Feel like you got “plane sick”? You might have—it’s an actual thing, says a new study.

We all know the feeling. You get off a long-haul flight (or if you’re super lucky, a short one) and suddenly you feel like you have a cold or the flu. You have a headache. You’re dizzy and you can’t see straight or breathe well. Colloquially, it’s called “plane sick” – the idea of catching some illness from either another person on a flight or from the recirculated air. And now, a study from Stirling University of more than 200 air cabin crews has confirmed it: The air inside planes can cause serious illness.

“This research provides very significant findings relevant to all aircraft workers and passengers globally,” Dr. Susan Michaelis, from Stirling’s occupational and environmental health research group, told the Daily Mail. “There is a clear cause-and-effect relationship linking health effects to a design feature that allows the aircraft air supply to become contaminated by engine oils and other fluids in normal flight.
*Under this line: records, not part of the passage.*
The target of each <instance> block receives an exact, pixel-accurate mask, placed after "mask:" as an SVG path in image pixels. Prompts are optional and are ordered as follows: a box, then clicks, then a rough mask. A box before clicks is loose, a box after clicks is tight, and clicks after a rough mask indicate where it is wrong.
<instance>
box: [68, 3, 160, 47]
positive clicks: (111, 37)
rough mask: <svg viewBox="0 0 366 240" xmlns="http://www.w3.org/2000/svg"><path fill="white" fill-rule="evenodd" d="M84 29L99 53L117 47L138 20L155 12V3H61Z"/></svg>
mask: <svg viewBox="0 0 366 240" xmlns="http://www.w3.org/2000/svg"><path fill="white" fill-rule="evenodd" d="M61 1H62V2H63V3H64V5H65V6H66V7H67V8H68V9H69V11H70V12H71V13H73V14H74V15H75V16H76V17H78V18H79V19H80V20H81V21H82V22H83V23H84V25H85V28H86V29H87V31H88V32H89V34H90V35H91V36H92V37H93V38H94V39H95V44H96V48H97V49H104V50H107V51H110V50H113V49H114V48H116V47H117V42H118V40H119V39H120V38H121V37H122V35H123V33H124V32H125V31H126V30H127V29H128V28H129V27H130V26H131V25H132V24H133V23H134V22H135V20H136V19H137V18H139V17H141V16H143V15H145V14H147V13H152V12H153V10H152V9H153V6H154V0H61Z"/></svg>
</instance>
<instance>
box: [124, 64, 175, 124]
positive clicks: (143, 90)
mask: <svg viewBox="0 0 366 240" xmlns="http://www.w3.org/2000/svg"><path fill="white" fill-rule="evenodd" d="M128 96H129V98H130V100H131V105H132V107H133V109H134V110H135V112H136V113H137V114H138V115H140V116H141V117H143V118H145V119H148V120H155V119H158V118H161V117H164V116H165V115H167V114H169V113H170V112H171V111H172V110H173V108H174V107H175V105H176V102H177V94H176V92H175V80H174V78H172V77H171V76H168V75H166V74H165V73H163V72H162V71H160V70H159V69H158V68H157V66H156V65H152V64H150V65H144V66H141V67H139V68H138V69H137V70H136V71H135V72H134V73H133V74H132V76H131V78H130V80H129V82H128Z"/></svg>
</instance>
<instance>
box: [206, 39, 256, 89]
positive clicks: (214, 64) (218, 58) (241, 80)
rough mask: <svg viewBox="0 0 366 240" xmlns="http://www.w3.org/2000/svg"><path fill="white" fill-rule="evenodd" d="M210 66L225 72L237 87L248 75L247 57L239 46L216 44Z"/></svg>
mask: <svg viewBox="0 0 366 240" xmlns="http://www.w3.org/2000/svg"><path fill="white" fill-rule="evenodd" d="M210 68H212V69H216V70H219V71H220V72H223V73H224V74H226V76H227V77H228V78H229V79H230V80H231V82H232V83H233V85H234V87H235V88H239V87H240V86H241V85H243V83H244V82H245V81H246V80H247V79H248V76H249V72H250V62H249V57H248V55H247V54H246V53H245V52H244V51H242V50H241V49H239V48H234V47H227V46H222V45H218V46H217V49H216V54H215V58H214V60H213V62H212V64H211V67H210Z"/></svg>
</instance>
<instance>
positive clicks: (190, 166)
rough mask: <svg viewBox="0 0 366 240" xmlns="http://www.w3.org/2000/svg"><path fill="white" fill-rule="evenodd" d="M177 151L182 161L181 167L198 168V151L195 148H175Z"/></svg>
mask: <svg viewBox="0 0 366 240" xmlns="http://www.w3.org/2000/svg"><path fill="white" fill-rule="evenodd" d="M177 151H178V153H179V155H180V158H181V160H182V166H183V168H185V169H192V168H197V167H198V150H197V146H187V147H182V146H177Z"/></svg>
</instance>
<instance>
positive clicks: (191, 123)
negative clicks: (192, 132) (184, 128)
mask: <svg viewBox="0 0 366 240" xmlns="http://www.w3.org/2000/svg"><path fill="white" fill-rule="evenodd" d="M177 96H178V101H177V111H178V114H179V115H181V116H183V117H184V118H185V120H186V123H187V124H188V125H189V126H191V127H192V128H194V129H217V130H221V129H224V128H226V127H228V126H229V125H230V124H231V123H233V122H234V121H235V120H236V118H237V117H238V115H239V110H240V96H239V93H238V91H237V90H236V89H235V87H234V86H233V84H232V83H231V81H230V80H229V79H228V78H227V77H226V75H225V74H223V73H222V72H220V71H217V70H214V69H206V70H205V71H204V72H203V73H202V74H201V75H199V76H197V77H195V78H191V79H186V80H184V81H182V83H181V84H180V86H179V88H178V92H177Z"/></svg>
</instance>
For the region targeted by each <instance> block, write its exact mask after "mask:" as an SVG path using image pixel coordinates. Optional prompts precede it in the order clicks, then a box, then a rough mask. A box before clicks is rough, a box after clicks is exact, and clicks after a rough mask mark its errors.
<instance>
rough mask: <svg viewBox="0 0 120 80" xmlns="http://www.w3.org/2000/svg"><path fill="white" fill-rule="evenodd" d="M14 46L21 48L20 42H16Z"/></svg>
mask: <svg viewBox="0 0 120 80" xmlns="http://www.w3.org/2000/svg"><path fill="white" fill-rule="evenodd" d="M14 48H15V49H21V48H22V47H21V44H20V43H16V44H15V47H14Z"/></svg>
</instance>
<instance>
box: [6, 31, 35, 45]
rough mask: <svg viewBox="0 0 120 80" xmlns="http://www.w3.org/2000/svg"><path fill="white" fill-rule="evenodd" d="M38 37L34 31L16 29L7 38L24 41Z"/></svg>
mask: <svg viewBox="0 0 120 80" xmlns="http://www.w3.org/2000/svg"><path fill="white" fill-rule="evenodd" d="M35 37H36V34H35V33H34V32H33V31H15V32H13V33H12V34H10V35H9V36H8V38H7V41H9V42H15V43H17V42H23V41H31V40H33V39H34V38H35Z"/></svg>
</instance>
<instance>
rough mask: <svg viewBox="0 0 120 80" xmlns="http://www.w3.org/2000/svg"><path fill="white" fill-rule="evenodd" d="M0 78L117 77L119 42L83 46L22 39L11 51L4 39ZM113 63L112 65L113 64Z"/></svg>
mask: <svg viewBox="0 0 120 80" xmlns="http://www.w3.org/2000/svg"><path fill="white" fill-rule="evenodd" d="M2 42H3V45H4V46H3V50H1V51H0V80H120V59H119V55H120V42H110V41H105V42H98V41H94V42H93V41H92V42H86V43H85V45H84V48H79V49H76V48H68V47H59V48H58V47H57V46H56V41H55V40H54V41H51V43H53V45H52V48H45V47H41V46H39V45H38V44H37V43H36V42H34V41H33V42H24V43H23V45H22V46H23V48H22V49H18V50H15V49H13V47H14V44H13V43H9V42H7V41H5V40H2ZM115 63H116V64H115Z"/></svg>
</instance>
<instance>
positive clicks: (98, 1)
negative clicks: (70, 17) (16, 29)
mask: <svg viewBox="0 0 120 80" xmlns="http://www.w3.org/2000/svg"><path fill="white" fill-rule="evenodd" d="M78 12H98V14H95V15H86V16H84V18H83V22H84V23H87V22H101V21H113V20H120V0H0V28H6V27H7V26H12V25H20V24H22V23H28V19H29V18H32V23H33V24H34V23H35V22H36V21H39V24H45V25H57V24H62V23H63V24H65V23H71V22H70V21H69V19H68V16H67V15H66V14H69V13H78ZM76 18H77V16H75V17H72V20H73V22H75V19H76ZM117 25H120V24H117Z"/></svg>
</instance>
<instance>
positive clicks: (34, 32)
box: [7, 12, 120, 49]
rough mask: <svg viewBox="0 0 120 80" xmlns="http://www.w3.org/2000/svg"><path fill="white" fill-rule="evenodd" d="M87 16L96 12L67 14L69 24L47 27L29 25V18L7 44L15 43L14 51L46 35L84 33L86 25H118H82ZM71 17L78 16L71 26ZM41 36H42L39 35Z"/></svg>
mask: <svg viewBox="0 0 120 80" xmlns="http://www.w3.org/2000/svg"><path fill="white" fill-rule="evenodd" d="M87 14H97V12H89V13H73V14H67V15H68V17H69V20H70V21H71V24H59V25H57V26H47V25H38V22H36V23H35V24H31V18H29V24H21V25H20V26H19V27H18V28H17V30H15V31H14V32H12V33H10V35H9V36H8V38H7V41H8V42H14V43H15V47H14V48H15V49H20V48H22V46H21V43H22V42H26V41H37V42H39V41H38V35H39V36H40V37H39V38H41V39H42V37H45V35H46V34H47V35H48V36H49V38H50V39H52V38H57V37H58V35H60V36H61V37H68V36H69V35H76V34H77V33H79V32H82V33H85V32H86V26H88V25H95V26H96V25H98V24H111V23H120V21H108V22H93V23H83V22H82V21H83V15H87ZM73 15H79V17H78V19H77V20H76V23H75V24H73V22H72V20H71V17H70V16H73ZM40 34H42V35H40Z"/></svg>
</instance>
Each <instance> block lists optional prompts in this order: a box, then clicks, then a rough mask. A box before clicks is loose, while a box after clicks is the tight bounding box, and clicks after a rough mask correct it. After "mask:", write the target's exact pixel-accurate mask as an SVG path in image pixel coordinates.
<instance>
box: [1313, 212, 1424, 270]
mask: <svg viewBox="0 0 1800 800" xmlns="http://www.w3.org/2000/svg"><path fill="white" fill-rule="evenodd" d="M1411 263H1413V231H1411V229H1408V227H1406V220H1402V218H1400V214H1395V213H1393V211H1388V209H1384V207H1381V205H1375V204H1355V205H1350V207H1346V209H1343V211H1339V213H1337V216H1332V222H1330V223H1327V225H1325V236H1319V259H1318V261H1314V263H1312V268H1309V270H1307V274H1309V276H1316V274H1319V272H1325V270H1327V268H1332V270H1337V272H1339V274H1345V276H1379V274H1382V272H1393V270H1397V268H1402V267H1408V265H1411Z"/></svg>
This is a clear occupational and public health issue with direct flight-safety consequences.”

Multiple surveys by the researchers showed anywhere from 65 percent to 93 percent of aircrew reporting illness from fumes and plane air.

“What we are seeing here is aircraft crew being repeatedly exposed to low levels of hazardous contaminants from the engine oils in air, and to a lesser extent this also applies to frequent fliers,” Vyvyan Howard, a professor at the University of Ulster, told the Daily Mail. “We know from a large body of toxicological scientific evidence that such an exposure pattern can cause harm and, in my opinion, explains why aircrew are more susceptible than average to associated illness. However, exposure to this complex mixture should be avoided also for passengers, susceptible individuals and the unborn.”